Carl Hiaasen – Sick Puppy

“Sorry, man.”

“We can’t pull this off without you.”

“I’m aware of that.” Willie Vasquez-Washington, drumming his fingernails on the oak. “Any other time. Palmer, but not now. I’ve been planning this vacation for years.”

Which was a complete crock, Stoat knew. The junket was being paid for secretly by a big HMO as a show of gratitude to Willie Vasquez-Washington, whose timely intervention had aborted a potentially embarrassing investigation of certain questionable medical practices; to wit, the HMO encouraging its minimum-wage switchboard operators to make over-the-phone surgical decisions for critically ill patients. What a stroke of good fortune (Stoat reflected wryly) that Willie Vasquez-Washington played golf every Saturday with the State Insurance Commissioner.

“Willie, how’s this? We fly you in for the Toad Island vote, then fly you straight back to Banff. We’ll get a Lear.”

Willie Vasquez-Washington eyed Stoat as if he were a worm on a Triscuit. “And you’re supposed to be so damn sharp? Lemme spell it out for you, my brother: I cannot skip the special session and go skiing, like I want. Why? Because they would crucify my ass in the newspapers, on account of the newspapers have bought into the governor’s bullshit. They think we’re all headed back to the capital to vote more money for poor little schoolkids. Because, see, the papers don’t know jack about your bridge scam. So I am one stuck-ass motherfucker, you follow?”

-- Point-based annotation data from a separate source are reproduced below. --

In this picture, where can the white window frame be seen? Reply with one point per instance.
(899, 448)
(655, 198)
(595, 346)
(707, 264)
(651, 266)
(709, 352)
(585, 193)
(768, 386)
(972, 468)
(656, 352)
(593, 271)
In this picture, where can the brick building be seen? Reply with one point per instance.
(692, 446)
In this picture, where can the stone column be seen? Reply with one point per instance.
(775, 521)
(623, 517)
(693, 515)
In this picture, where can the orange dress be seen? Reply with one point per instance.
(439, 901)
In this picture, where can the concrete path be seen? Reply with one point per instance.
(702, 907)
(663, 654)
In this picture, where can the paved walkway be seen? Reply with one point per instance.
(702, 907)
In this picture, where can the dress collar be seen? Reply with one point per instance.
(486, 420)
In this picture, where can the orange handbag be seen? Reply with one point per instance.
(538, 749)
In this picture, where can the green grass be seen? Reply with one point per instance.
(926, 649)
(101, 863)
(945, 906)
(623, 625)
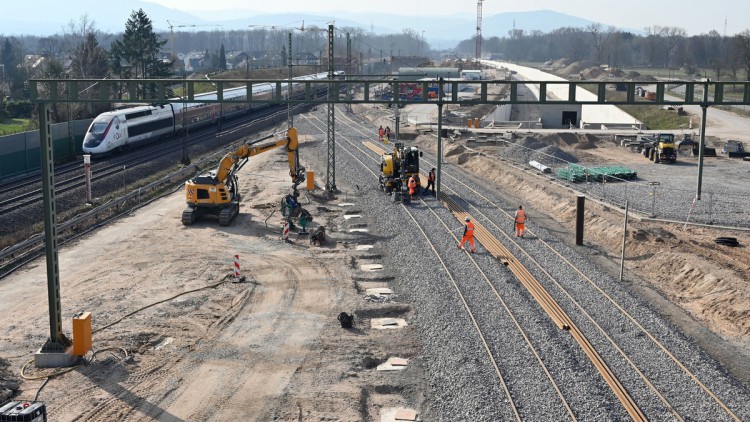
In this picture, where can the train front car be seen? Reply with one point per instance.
(104, 134)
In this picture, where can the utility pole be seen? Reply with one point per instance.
(331, 169)
(479, 30)
(289, 118)
(349, 69)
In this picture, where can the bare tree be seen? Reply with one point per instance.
(654, 41)
(600, 38)
(742, 46)
(672, 37)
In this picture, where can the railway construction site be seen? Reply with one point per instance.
(537, 328)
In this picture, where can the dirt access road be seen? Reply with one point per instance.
(266, 349)
(700, 286)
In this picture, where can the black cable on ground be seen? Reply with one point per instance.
(211, 286)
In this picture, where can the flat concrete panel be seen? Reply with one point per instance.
(387, 323)
(55, 360)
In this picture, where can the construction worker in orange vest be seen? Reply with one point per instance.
(413, 184)
(468, 235)
(431, 181)
(520, 221)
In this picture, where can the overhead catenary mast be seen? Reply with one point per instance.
(479, 29)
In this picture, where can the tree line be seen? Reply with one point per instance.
(721, 57)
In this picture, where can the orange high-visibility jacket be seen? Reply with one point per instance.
(520, 216)
(469, 229)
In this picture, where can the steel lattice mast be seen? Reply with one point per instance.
(331, 169)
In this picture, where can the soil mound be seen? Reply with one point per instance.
(552, 155)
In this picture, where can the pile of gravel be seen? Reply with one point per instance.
(523, 149)
(463, 383)
(553, 156)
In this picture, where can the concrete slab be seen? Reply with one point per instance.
(379, 291)
(398, 414)
(364, 285)
(393, 364)
(387, 323)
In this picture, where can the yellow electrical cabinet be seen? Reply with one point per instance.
(81, 333)
(310, 181)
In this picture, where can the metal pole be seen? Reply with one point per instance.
(624, 236)
(398, 123)
(289, 118)
(87, 171)
(185, 157)
(57, 341)
(702, 145)
(332, 95)
(349, 69)
(440, 138)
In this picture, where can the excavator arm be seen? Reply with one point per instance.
(217, 192)
(233, 161)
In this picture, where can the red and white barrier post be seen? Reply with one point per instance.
(87, 171)
(285, 231)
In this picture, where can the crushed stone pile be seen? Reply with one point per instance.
(553, 156)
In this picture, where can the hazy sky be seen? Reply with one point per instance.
(694, 16)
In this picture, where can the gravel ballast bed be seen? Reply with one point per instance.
(449, 338)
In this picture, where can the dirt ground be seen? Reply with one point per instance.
(701, 286)
(269, 348)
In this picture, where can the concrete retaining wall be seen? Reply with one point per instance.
(601, 114)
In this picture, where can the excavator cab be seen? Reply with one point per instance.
(216, 192)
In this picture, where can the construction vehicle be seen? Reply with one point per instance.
(216, 192)
(396, 168)
(660, 148)
(732, 147)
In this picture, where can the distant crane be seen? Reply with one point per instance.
(173, 25)
(479, 29)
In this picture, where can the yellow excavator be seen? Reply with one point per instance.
(396, 168)
(216, 192)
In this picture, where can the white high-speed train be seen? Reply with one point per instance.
(119, 129)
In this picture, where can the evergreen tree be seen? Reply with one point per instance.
(222, 58)
(11, 56)
(137, 54)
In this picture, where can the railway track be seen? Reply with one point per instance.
(27, 191)
(662, 398)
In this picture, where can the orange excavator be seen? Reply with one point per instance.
(216, 192)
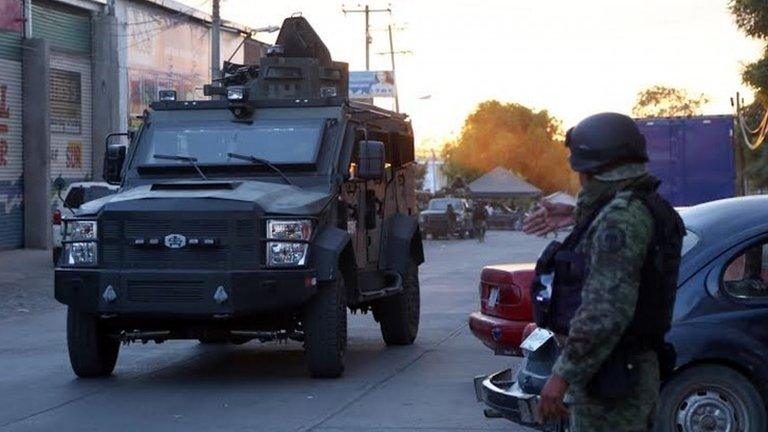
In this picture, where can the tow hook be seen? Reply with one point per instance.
(135, 335)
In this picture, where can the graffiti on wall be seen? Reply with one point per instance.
(66, 102)
(4, 114)
(74, 154)
(11, 16)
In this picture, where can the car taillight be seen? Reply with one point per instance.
(528, 330)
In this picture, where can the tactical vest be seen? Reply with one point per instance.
(561, 272)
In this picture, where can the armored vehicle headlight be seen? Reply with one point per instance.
(299, 229)
(80, 254)
(78, 230)
(236, 93)
(167, 95)
(283, 254)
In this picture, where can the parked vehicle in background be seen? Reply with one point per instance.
(505, 307)
(693, 157)
(719, 330)
(69, 199)
(434, 220)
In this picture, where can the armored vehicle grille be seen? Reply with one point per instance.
(156, 291)
(235, 247)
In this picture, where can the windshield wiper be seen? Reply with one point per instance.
(189, 159)
(260, 161)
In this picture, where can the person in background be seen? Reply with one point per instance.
(480, 220)
(450, 214)
(611, 302)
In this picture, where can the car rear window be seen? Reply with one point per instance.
(690, 240)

Now it was Willie Vasquez-Washington’s turn to lower his voice. “I’m stuck, man. I gotta go to this session, which means no skiing, which means the wife and kids will be supremely hacked off, which means—sorry!—no new bridge for Honorable Dick and his friends.”

Palmer Stoat calmly waved for another round. He handed a genuine Montecristo Especial No. 2 to Willie Vasquez-Washington, and lighted it for him. Stoat was mildly annoyed by this impasse, but not greatly worried. He was adept at smoothing over problems among self-important shitheads. Stoat hoped someday to be doing it full-time in Washington, D.C., where self-importance was the prevailing culture, but for now he was content to hone his skills in the swamp of teeming greed known as Florida. Access, influence, introductions—that’s what all lobbyists peddled. But the best of them also were fast-thinking, resourceful and creative; crisis solvers. And Palmer Stoat regarded himself as one of the very best in the business. A virtuoso.

Shearwater! Jesus H. Christ, what a cluster fuck. It had cost him his wife and his dog and nearly his life, but he would not let it cost him his reputation as a fixer. No, this cursed deal would get done. The bridge would get funded. The cement trucks would roll and the high rises would rise and the golf courses would get sodded. The governor would be happy, Robert Clapley would be happy, everybody would be happy—even Willie Vasquez-Washington, the maggot. And afterward they would all say it never would have come together except for the wizardly lobbying of Palmer Stoat.

Who now whispered through a tingling blue haze to the vice chairman of the House Appropriations Committee: “He wants to talk to you, Willie.”

“I thought that was your job.”

“Face-to-face.”

“What the hell for?”

“Dick’s a people person,” Stoat said.

“He’s a damn Toyota salesman.”

“He wants to make this up to you, Willie. He wants to know what he can do to make things right.”

“Before the session starts, I bet.”

Stoat nodded conspiratorially. “They’ll be some money floating around next week. How’s your district fixed for schools? You need another school?”

“Man. You serious?” Willie Vasquez-Washington laughed harshly. “Suburbs get all the new schools.”

“”Not necessarily,” said Palmer Stoat. “There’s state pie, federal matching, lottery spill. Listen, you think about it.”

“I am not believin’ this shit.”

Stoat took out a fountain pen and wrote something in neat block letters on a paper cocktail napkin. He slid it down the bar to Willie Vasquez-Washington, who chuckled and rolled the cigar from one corner of his mouth to the other.

Then he said: “OK, OK, I’ll meet with him. Where?”

“I’ve got an idea. You ever been on a real big-game safari?”

“Not since I took the bone out of my nose, you asshole.”